Much of the raw material for this book came from five years of working with the Subversion project (http://subversion.tigris.org/). Subversion is an open source version control system, written from scratch, and intended to replace CVS as the de facto version control system of choice in the open source community. The project was started by my employer, CollabNet (http://www.collab.net/), in early 2000, and thank goodness CollabNet understood right from the start how to run it as a truly collaborative, distributed effort. We got a lot of volunteer developer buy-in early on; today there are 50-some developers on the project, of whom only a few are CollabNet employees.

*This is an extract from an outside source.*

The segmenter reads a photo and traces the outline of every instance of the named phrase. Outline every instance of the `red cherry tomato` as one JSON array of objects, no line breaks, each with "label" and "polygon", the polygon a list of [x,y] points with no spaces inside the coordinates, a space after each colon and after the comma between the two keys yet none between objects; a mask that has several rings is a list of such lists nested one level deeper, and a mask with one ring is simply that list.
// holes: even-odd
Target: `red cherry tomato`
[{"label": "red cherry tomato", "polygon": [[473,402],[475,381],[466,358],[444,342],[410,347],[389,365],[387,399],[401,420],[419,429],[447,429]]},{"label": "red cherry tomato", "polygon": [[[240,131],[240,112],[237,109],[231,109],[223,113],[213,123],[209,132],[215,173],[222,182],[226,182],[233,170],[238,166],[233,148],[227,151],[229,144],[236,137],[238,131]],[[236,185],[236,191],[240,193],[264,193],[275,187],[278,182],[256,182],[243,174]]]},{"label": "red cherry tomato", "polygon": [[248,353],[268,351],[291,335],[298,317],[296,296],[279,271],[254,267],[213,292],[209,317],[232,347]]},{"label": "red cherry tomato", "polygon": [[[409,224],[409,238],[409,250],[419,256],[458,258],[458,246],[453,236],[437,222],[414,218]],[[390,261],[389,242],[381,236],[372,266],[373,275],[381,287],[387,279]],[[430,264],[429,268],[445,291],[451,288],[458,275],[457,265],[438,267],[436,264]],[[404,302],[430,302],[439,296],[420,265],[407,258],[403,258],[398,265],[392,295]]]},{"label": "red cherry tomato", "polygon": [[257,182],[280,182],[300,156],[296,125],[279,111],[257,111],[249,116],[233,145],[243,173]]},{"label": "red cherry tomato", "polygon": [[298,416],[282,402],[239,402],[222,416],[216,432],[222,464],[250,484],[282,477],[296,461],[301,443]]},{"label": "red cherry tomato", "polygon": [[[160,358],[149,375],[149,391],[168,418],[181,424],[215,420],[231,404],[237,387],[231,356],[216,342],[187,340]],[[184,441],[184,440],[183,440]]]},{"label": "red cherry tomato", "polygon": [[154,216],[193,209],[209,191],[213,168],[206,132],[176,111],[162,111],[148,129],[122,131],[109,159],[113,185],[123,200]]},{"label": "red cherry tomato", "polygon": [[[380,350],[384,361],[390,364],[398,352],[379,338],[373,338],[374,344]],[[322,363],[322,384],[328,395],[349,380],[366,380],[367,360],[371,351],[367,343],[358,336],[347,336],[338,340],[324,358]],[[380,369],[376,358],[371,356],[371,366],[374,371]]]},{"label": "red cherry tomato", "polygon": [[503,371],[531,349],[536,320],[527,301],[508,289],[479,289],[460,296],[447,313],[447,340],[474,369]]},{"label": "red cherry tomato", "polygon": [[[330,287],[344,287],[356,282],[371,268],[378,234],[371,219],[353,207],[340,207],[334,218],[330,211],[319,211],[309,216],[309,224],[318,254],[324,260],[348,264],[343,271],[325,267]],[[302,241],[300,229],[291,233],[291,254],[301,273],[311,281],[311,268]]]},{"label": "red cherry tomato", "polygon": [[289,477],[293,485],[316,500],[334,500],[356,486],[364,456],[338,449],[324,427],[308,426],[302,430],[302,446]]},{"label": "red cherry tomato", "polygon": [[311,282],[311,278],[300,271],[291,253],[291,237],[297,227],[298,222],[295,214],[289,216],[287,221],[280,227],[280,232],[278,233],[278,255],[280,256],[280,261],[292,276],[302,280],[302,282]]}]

Subversion is in many ways a classic example of an open source project, and I ended up drawing on it more heavily than I originally expected. This was partly a matter of convenience: whenever I needed an example of a particular phenomenon, I could usually call one up from Subversion right off the top of my head. But it was also a matter of verification. Although I am involved in other free software projects to varying degrees, and talk to friends and acquaintances involved in many more, one quickly realizes when writing for print that all assertions need to be fact-checked. I didn't want to make statements about events in other projects based only on what I could read in their public mailing list archives. If someone were to try that with Subversion, I knew, she'd be right about half the time and wrong the other half. So when drawing inspiration or examples from a project with which I didn't have direct experience, I tried to first talk to an informant there, someone I could trust to explain what was really going on.
Subversion has been my job for the last 5 years, but I've been involved in free software for 12. Other projects that influenced this book include:
The GNU Emacs text editor project at the Free Software Foundation, in which I maintain a few small packages.
Concurrent Versions System (CVS), which I worked on intensely in 1994–1995 with Jim Blandy, but have been involved with only intermittently since.
The collection of open source projects known as the Apache Software Foundation, especially the Apache Portable Runtime (APR) and Apache HTTP Server.
OpenOffice.org, the Berkeley Database from Sleepycat, and MySQL Database; I have not been involved with these projects personally, but have observed them and, in some cases, talked to people there.
GNU Debugger (GDB) (likewise).
The Debian Project (likewise).
This is not a complete list, of course. Like most open source programmers, I keep loose tabs on many different projects, just to have a sense of the general state of things. I won't name all of them here, but they are mentioned in the text where appropriate.